Poderwał głowę. Chyba nie słyszał, jak wchodziła, co było dziwne, bo nie starała się go zaskoczyć.
– Penelope… – Wstał z miejsca. – Jak tam… eee… to, co robiłaś w mieście?
– Zakupy – odparła z pełnym rozbawienia uśmiechem. – Poszłam na zakupy.
– Właśnie. Poszłaś. – Lekko zakołysał się na piętach. – Kupiłaś coś?
– Czepek – odparła. Kusiło ją, żeby dodać "i trzy pierścionki z brylantami", aby sprawdzić, czy w ogóle jej słucha.
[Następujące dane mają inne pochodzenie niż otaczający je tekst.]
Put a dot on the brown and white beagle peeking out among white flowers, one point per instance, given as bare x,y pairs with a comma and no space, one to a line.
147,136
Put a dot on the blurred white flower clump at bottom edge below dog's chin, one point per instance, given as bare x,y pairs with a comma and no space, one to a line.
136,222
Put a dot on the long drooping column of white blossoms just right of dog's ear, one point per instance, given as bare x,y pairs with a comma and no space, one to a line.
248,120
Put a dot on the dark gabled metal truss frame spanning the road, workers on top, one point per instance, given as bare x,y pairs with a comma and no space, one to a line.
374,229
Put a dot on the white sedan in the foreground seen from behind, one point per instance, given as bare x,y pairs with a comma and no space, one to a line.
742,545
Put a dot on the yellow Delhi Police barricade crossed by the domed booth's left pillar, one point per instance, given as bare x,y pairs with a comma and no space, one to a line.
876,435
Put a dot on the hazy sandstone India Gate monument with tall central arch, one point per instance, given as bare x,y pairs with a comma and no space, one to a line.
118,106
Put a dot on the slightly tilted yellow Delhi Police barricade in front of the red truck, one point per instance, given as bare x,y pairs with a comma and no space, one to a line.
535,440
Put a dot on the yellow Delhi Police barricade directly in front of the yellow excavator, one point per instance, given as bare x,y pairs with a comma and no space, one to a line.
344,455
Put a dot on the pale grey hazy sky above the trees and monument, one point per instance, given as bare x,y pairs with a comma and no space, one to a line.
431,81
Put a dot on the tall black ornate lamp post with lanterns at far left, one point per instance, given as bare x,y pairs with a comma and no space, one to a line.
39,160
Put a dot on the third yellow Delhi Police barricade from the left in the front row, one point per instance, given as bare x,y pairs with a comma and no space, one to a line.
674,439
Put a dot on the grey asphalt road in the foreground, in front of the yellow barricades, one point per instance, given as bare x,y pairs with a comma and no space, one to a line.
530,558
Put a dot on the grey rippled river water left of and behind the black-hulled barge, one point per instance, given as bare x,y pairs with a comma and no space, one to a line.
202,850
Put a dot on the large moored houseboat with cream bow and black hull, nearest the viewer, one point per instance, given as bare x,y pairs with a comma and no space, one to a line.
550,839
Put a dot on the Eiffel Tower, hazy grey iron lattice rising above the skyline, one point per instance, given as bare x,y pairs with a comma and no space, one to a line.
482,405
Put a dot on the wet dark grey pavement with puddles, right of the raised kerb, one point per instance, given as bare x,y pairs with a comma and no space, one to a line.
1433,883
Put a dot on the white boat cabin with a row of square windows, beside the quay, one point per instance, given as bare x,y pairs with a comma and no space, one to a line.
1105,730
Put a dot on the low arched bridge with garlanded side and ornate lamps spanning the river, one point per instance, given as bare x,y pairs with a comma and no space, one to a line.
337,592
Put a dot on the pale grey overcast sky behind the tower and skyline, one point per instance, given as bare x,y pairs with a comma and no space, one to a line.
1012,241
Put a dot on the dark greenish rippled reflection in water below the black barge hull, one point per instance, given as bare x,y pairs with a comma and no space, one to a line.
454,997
– Dobrze, dobrze – mruknął. Wyraźnie spieszyło mu się do przerwanego zajęcia.
– Co czytałeś? – zapytała.
– Nic – odparł i prawie odruchowo dodał: – właściwie czytałem jeden z moich dzienników. – Jego twarz przybrała dziwny wyraz, nieco onieśmielony, nieco zaczepny, jakby czuł się zakłopotany przyłapaniem na gorącym uczynku, a jednocześnie rzucał wyzwanie.
– Mogę spojrzeć? – zapytała, nie zmieniając tonu głosu.
Trudno jej było zaakceptować fakt, że Colin czuje się niepewnie. Wzmianka o dziennikach sprawiła, że ujawniła się jego wrażliwość, co było zaskakujące i… zarazem wzruszające.
Penelope zawsze uważała go za osobę szczęśliwą i zadowoloną z życia. Był pewny siebie, przystojny, lubiany i inteligentny.
Wielokrotnie – częściej, niż zdołałaby zliczyć – wracała z herbatki u Eloise, zwijała się w kłębek na łóżku i marzyła o tym, żeby urodzić się Bridgertonem. Dla nich życie było takie łatwe. Byli mądrzy, atrakcyjni, bogaci i wszyscy zdawali się ich lubić. A ona nie mogła ich nawet znienawidzić za to, ponieważ byli mili.
Teraz i ona należała do Bridgertonów, jeśli nie z urodzenia, to poprzez małżeństwo, i faktycznie jej życie stało się lepsze, choć może nie tyle wiązało się to z przybraniem nowego nazwiska, ile z szaloną miłością, jaką żywiła dla męża, a który jakimś bajecznym cudem to uczucie odwzajemniał.
Zycie jednak nie było doskonałe, nawet Bridgertonów.
Nawet Colin – złoty młodzieniec, zawsze uśmiechnięty i obdarzony diabelskim poczuciem humoru, miał swoje czułe punkty. Prześladowały go niespełnione marzenia i ukryte lęki. Ocena Penelope była zatem niewłaściwa, nie uwzględniała bowiem drobnych niedostatków.
– Nie muszę widzieć wszystkiego – powiedziała uspokajająco. – Może jeden lub dwa krótkie ustępy. Sam wybierz. Może coś, co najbardziej lubisz.
Colin spojrzał tępo w otwarty zeszyt, jakby był zapisany po chińsku.
– Nie wiem, co mógłbym wybrać – wymamrotał. – Wszystko jest podobne.
– Na pewno nie. Rozumiem to lepiej niż ktokolwiek inny. – Rozejrzała się wokół i szybko podbiegła do drzwi, żeby je zamknąć. – Napisałam mnóstwo artykułów. Zapewniam cię, że wcale nie były podobne. Niektóre uwielbiałam. – Uśmiechnęła się nostalgicznie, wspominając zadowolenie i dumę, które odczuwała za każdym razem, kiedy napisała coś, co uważała za szczególnie udane. – To było miłe, wiesz, o czym mówię?
Pokręcił głową.
– To uczucie, które cię ogarnia – próbowała wyjaśnić – kiedy wiesz, że użyłeś odpowiednich słów. A naprawdę potrafisz to docenić wówczas, kiedy pół dnia siedziałeś zgarbiony nad czystą kartką papieru, nie wiedząc, jak zacząć.
– To akurat znam.
Penelope powstrzymała uśmiech.
– Wiem, że znasz także to pierwsze. Jesteś doskonałym pisarzem, Colinie. Czytałam twoje prace.